Monsieur Milon, la liberté fondée sur l'expérience autorise une parole redoutable, mais précieuse...
Nous entrons dans une période nouvelle qui implique un changement de paradigme. À la suite de la crise financière de 2008, les règles ont été durcies ; or le régime de finances publiques que nous allons connaître n'aura rien à voir avec ce que nous avons connu jusqu'alors. Nous ne retrouverons pas, au moins avant plusieurs années, un niveau de dette publique et un niveau de déficit comparables à ce qu'ils étaient avant la crise. Le projet de loi de finances pour 2021 prévoit un taux de déficit de 5,7 % ! Pour faire face à la crise, des dépenses massives ont été engagées, au niveau national et au niveau européen. Dans le débat public, on a besoin d'une institution comme la nôtre qui permette à tous les citoyens d'étayer leur jugement sur les services publics. Je souhaite que la Cour évalue davantage les politiques publiques et accompagne davantage la décision publique.
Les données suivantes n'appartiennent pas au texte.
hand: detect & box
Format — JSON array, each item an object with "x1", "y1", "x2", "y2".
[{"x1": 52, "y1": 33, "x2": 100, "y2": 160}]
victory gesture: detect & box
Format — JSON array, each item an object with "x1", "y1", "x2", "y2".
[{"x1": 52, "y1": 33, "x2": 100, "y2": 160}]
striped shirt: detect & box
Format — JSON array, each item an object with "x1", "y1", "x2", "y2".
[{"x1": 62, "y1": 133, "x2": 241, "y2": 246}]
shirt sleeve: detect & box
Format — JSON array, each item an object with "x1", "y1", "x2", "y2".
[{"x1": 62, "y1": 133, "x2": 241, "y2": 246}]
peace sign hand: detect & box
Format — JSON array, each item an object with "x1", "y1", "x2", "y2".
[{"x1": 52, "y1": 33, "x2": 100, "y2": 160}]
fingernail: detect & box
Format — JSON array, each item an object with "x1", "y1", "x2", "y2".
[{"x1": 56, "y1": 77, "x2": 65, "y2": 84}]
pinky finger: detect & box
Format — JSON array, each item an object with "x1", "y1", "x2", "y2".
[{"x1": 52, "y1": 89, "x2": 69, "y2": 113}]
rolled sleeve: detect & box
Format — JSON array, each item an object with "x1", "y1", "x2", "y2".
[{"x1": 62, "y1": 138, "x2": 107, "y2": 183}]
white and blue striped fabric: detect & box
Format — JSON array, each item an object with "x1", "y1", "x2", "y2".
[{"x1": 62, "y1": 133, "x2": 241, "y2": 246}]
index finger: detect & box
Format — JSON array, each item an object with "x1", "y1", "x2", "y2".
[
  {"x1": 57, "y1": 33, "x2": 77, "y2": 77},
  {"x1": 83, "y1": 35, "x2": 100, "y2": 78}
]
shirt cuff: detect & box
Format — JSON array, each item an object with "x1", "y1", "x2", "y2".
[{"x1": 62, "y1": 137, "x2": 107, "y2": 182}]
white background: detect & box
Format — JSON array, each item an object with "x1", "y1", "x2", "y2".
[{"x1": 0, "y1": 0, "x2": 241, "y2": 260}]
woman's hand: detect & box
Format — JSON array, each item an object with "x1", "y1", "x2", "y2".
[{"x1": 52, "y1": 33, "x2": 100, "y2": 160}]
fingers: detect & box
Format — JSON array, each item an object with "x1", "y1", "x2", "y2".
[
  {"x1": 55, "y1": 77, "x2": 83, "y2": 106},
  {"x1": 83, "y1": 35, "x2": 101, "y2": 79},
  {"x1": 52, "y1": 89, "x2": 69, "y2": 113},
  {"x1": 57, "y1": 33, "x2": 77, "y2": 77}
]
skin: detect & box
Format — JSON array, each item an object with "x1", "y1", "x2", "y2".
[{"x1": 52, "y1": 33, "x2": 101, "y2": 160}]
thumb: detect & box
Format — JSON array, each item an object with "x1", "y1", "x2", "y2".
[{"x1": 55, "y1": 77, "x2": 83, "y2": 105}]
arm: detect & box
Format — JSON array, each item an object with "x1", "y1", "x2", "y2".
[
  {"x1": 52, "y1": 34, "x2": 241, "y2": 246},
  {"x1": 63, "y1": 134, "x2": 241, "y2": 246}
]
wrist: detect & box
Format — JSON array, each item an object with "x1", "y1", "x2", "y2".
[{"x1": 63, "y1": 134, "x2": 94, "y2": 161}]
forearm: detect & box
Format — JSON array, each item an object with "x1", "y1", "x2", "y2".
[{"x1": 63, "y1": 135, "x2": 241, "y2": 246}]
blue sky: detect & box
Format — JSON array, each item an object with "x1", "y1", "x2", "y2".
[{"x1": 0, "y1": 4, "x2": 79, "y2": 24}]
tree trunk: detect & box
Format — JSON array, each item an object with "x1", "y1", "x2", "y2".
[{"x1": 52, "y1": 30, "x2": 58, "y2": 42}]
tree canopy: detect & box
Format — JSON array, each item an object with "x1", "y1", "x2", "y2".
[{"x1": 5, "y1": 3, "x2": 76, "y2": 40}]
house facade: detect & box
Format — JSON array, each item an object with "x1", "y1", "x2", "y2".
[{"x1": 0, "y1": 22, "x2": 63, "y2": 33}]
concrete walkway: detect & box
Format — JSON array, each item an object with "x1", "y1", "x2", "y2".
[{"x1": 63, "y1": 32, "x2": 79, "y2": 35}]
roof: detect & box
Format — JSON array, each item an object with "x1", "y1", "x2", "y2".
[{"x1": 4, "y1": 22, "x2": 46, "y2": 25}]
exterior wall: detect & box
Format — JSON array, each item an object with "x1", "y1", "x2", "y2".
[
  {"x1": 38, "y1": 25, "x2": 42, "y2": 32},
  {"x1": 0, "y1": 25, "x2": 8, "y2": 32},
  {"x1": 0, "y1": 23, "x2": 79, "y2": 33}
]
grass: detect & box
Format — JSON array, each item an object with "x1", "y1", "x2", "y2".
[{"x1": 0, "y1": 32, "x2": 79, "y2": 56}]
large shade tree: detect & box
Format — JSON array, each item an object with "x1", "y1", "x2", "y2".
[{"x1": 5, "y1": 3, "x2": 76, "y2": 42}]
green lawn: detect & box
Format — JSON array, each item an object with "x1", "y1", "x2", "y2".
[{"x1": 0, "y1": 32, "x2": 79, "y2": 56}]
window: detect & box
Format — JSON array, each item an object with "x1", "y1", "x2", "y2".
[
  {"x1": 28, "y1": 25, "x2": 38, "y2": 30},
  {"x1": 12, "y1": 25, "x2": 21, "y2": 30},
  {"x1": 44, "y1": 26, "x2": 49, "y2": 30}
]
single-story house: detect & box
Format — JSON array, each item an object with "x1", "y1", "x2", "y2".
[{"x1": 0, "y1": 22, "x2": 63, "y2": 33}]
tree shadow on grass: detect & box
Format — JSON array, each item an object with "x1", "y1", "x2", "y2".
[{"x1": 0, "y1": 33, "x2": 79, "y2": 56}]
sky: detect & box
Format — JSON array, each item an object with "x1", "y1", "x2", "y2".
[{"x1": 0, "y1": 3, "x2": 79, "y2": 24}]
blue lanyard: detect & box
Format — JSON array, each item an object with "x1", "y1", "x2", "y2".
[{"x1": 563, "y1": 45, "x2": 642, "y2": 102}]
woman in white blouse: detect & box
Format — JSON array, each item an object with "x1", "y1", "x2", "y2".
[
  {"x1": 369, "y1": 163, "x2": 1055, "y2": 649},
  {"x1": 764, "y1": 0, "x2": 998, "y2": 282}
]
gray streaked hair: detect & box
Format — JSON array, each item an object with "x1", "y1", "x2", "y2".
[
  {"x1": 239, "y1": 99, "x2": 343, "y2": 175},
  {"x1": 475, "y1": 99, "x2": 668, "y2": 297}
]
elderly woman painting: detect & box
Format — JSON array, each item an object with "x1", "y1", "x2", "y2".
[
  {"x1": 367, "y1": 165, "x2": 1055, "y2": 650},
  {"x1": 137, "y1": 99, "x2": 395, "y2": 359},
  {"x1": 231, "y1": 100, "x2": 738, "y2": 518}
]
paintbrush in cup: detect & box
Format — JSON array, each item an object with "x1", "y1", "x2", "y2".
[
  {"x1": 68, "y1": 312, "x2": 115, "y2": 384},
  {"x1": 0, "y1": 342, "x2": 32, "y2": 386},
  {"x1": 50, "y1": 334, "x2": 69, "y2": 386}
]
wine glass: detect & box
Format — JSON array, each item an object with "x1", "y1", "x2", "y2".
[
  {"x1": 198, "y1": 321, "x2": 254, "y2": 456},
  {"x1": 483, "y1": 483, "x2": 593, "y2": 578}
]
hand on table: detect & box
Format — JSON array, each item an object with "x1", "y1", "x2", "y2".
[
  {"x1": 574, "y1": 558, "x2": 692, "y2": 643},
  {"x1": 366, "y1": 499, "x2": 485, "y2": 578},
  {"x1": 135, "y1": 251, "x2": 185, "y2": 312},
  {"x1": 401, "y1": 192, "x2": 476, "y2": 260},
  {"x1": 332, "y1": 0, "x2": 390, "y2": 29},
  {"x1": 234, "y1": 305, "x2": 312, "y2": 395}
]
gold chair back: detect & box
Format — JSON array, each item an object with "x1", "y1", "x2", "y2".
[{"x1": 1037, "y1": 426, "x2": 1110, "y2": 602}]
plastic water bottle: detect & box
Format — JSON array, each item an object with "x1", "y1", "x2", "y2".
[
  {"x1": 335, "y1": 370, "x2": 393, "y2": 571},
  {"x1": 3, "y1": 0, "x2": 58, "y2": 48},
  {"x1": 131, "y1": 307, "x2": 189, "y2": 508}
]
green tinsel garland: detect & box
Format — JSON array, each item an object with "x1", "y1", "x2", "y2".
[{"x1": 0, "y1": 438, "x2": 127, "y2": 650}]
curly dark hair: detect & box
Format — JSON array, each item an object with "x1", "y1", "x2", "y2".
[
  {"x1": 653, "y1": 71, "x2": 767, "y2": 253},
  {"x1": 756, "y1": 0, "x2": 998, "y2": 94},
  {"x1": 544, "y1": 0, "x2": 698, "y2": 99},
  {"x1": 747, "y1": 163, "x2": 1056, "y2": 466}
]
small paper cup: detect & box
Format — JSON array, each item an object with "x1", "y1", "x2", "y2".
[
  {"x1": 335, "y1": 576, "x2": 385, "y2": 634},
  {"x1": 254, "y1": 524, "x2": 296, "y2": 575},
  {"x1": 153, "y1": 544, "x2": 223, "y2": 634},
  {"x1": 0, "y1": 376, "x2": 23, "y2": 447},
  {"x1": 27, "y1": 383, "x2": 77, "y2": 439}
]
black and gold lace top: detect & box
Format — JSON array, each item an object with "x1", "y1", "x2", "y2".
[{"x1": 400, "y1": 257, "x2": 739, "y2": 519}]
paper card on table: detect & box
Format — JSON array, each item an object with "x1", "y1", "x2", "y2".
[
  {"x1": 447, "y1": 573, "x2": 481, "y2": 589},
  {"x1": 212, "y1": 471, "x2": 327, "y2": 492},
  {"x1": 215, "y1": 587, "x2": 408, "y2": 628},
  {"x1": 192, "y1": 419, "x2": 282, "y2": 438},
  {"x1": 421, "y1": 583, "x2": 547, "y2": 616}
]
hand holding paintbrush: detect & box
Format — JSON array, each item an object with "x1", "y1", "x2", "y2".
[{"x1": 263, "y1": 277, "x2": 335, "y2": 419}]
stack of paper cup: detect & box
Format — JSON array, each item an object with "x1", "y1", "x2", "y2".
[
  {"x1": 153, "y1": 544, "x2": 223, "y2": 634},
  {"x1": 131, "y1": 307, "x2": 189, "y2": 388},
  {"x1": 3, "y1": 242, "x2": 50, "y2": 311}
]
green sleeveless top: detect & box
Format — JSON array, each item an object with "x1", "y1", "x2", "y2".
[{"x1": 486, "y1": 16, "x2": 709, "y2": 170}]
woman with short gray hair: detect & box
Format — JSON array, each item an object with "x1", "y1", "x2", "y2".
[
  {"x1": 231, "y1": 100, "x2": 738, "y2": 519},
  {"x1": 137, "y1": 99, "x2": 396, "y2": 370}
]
J'ai d'ailleurs lancé un chantier de réflexion sur les juridictions financières.
La Cour n'est pas l'ennemie de la dépense publique ; mais elle a à coeur d'intégrer deux notions dans sa réflexion. D'une part, la soutenabilité de la dette : on ne peut pas financer durablement à crédit une économie ou un système social. Pensons à notre jeunesse, qui aura à rembourser cette dette. D'autre part, la qualité de la dépense publique : est-elle efficace, pertinente ?
S'agissant des recettes, elles n'entrent pas tout à fait dans le champ de compétence de la Cour des comptes, mais plutôt dans celui du Conseil des prélèvements obligatoires, qui publiera la semaine prochaine un rapport sur la fiscalité des entreprises.
Les choix doivent être collectifs et le débat public est ouvert. La Cour y prendra toute sa part, sans faire preuve de rigidité, mais sans renoncer à sa raison d'être, à savoir veiller à la bonne utilisation de l'argent public. Plus on dépense, mieux on doit dépenser : c'est une exigence de nos concitoyens.